|M.Sc Student||Andrey Perelman|
|Subject||Cooperative Pursuit-Evasion Strategies in Missile|
|Department||Department of Aerospace Engineering||Supervisor||Full Professor Shima Tal|
|Full Thesis text|
Cooperative pursuit-evasion strategies, for a team composed of two agents, are derived. The specific problem of interest is that of protecting a target aircraft from a homing missile. The target aircraft performs evasive maneuvers and launches a defending missile to intercept the homing missile. The problem is analyzed using a linear quadratic differential game formulation, for arbitrary order linear players' dynamics, in the continuous and discrete domains.

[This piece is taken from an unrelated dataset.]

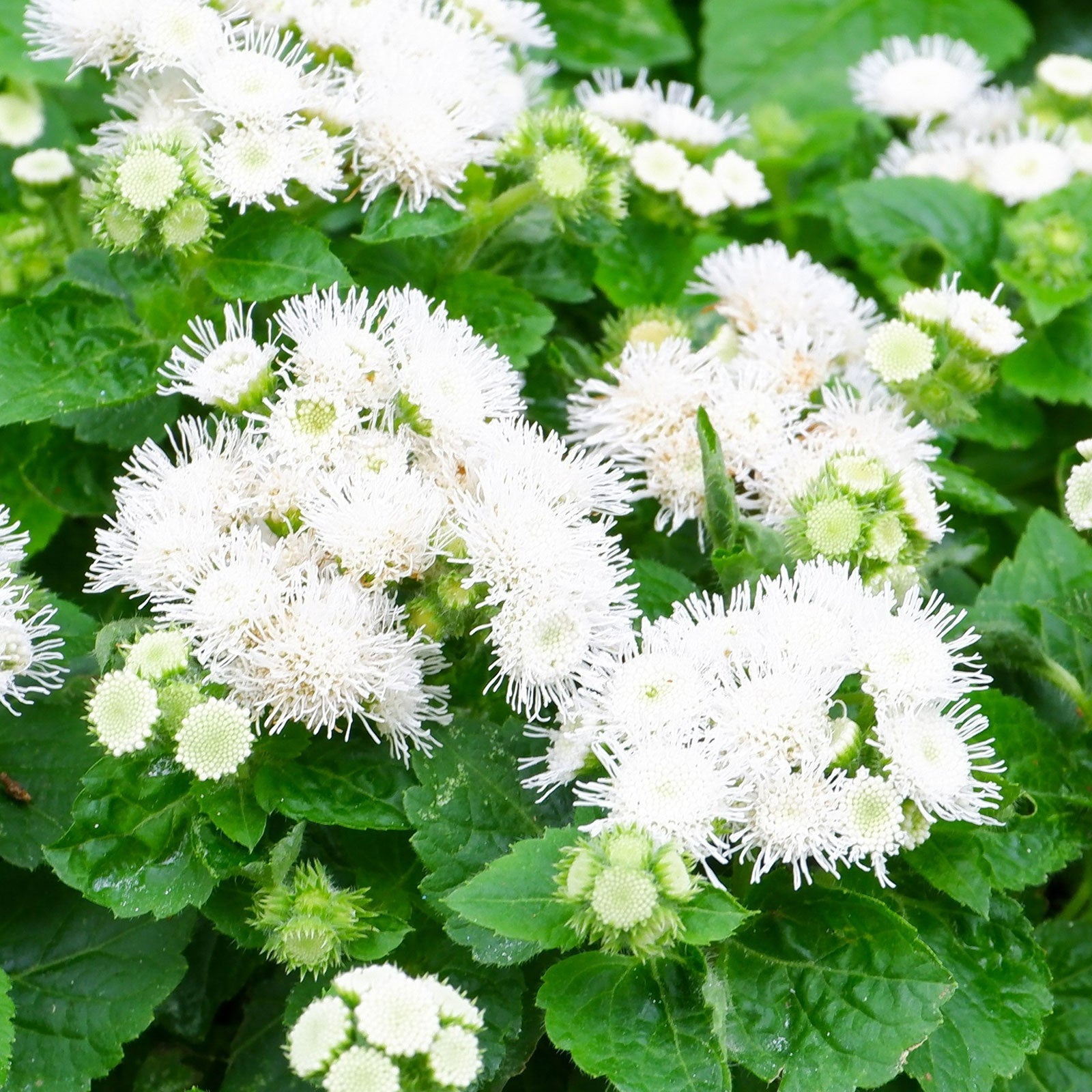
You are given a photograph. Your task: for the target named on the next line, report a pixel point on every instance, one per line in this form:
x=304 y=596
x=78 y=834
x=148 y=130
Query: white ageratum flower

Perfect information is assumed. The analytic continuous and numeric discrete solutions are presented for zero-lag adversaries' dynamics. The solution of the game provides: 1) the optimal cooperative evasion strategy for the target aircraft; 2) the optimal cooperative pursuit strategy for the defending missile; 3) the optimal strategy of the homing missile for pursuing the target aircraft and for evading the defender missile. The obtained guidance laws are dependent on the zero effort miss distances of two pursuer-evader pairs: homing missile - target aircraft, and defender missile - homing missile. Conditions for the existence of a saddle point solution are derived and the navigation gains are analyzed for various limiting cases. Nonlinear two-dimensional simulation results are used to validate the theoretical analysis. The advantages of cooperation are shown. Especially, compared to a conventional one-on-one guidance law, cooperation significantly reduces the maneuverability requirements from the defending missile.